Show up to sign the area of a triangle in $\mathbb{R^2}$ with vertices $(x_{0}, y_{0}), (x_{1},y_{1}), (x_{2}, y_{2})$ is
$$\frac{1}{2} \det \begin{bmatrix}
x_{1} – x_{0} & x_{2} – x_{0} \\
y_{1} – y_{0} & y_{2} – y_{0}
\end{bmatrix} $$
I'm having trouble conjuring up the right idea to show this. We don't know if the triangle is an equilateral triangle. Since all I could do is compute the lengths of the sides I would still need to figure out the height of the triangle. I was thinking of trying to use Pythagoras, but in order for me to do that I would need to find out which side provides the greatest height. Some guidance on how to proceed would be appreciated. I don't need the solution, just the process to do it and perhaps the reasoning. Figuring out the determinant is straightforward, it is using just the points that is an issue.
Best Answer
You can think of triangle area as sum of 2 trapezoids, then remove the base.

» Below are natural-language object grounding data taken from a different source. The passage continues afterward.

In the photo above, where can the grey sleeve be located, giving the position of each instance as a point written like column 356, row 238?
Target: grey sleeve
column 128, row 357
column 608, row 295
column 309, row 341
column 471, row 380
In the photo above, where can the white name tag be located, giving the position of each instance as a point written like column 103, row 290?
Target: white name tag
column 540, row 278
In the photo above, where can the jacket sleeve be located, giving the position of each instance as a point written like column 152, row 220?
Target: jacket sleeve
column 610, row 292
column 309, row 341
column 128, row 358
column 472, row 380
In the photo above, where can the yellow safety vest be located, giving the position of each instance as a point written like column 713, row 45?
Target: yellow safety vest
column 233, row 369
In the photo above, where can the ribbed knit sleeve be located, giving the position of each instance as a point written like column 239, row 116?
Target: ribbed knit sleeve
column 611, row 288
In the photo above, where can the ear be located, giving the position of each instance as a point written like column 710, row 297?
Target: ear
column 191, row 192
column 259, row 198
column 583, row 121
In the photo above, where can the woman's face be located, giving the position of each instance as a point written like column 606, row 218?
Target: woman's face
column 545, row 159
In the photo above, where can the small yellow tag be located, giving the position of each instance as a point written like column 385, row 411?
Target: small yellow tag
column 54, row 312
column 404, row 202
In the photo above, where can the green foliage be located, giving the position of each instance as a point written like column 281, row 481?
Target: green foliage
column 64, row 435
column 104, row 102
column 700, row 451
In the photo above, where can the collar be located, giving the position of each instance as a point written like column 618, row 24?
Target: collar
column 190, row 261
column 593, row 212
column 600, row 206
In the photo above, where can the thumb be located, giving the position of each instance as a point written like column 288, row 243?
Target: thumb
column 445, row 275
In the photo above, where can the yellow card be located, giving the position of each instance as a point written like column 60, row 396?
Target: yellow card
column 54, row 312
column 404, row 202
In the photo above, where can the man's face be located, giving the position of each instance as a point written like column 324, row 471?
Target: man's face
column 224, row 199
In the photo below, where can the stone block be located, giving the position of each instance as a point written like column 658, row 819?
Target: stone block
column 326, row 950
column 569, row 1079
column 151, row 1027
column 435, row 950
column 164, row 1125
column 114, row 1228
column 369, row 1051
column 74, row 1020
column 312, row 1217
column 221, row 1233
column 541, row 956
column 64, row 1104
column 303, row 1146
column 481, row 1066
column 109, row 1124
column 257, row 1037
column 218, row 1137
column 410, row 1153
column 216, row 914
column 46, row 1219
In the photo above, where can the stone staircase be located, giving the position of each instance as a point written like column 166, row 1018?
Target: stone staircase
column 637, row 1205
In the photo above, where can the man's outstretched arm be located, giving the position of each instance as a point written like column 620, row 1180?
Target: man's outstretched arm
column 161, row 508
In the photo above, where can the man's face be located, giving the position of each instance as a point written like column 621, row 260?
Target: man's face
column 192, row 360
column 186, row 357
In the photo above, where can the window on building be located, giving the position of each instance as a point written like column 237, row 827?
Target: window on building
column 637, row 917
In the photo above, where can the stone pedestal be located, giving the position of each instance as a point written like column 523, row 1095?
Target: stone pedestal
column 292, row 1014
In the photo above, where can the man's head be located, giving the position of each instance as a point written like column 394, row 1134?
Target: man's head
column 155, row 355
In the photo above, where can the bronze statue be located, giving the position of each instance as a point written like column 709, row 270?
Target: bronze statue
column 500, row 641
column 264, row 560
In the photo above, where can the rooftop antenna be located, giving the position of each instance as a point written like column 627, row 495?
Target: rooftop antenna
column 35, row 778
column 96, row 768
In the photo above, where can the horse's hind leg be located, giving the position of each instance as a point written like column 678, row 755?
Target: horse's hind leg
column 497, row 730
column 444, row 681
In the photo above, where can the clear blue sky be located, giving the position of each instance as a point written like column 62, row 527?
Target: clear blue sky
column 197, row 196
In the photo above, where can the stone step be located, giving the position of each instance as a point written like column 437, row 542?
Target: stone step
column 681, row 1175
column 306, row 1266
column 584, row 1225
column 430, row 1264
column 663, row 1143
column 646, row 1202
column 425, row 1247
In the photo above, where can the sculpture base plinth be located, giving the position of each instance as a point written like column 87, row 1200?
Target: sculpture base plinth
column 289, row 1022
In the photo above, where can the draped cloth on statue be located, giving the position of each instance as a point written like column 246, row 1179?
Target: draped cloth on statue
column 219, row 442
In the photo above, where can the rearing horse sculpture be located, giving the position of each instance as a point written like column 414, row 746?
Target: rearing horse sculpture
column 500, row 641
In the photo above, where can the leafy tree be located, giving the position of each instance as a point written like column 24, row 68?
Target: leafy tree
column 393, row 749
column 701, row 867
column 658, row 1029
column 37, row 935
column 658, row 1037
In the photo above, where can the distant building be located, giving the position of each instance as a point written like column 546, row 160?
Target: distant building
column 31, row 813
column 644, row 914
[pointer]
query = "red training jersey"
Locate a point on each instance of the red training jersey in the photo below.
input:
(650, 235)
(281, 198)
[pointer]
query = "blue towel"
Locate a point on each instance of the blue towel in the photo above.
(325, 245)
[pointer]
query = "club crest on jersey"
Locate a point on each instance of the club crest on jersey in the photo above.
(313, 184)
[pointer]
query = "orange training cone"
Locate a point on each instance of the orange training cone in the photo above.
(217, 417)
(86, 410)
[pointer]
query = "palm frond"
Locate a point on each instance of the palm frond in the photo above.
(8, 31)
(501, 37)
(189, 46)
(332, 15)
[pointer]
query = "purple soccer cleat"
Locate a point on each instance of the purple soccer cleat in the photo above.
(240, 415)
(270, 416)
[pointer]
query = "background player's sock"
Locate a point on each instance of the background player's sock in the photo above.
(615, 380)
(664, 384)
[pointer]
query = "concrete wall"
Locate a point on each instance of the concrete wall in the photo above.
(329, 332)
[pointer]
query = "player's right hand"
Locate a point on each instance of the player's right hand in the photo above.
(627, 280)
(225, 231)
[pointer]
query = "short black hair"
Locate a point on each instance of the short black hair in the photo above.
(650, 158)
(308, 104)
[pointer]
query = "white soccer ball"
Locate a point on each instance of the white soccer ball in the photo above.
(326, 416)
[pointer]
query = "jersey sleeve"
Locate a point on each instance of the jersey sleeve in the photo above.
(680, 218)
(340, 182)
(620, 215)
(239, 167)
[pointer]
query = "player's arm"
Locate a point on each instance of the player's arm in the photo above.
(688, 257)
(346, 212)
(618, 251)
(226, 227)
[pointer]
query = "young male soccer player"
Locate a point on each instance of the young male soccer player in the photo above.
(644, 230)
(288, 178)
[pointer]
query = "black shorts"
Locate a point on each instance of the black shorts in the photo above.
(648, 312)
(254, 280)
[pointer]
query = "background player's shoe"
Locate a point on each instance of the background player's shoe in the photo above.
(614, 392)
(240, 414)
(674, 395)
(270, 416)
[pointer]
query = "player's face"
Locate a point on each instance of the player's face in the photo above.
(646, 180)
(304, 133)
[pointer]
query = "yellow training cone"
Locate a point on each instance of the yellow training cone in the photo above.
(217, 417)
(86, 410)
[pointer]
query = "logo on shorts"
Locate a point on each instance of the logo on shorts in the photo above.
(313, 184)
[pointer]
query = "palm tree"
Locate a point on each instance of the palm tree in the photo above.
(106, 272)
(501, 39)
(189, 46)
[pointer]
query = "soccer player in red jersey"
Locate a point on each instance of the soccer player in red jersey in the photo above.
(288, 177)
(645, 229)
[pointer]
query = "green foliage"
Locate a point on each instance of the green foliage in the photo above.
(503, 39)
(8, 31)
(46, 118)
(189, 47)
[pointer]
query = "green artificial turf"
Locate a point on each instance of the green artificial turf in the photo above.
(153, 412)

$$Area = \left|{y_1 + y_0 \over 2}(x_1 - x_0) + {y_2 + y_1 \over 2}(x_2 - x_1) - {y_2 + y_0 \over 2}(x_2 - x_0) \right|$$
The middle term can be rewrite as:
$${(y_2+y_1)(x_2-x_0) - (y_2+y_1)(x_1-x_0) \over 2}$$
$$Area = {1\over2}\left|(y_0-y_2)(x_1 - x_0) - (y_0 - y_1)(x_2 - x_0) \right|$$
Flip the sign inside absolute function, we get your ½ Det expression.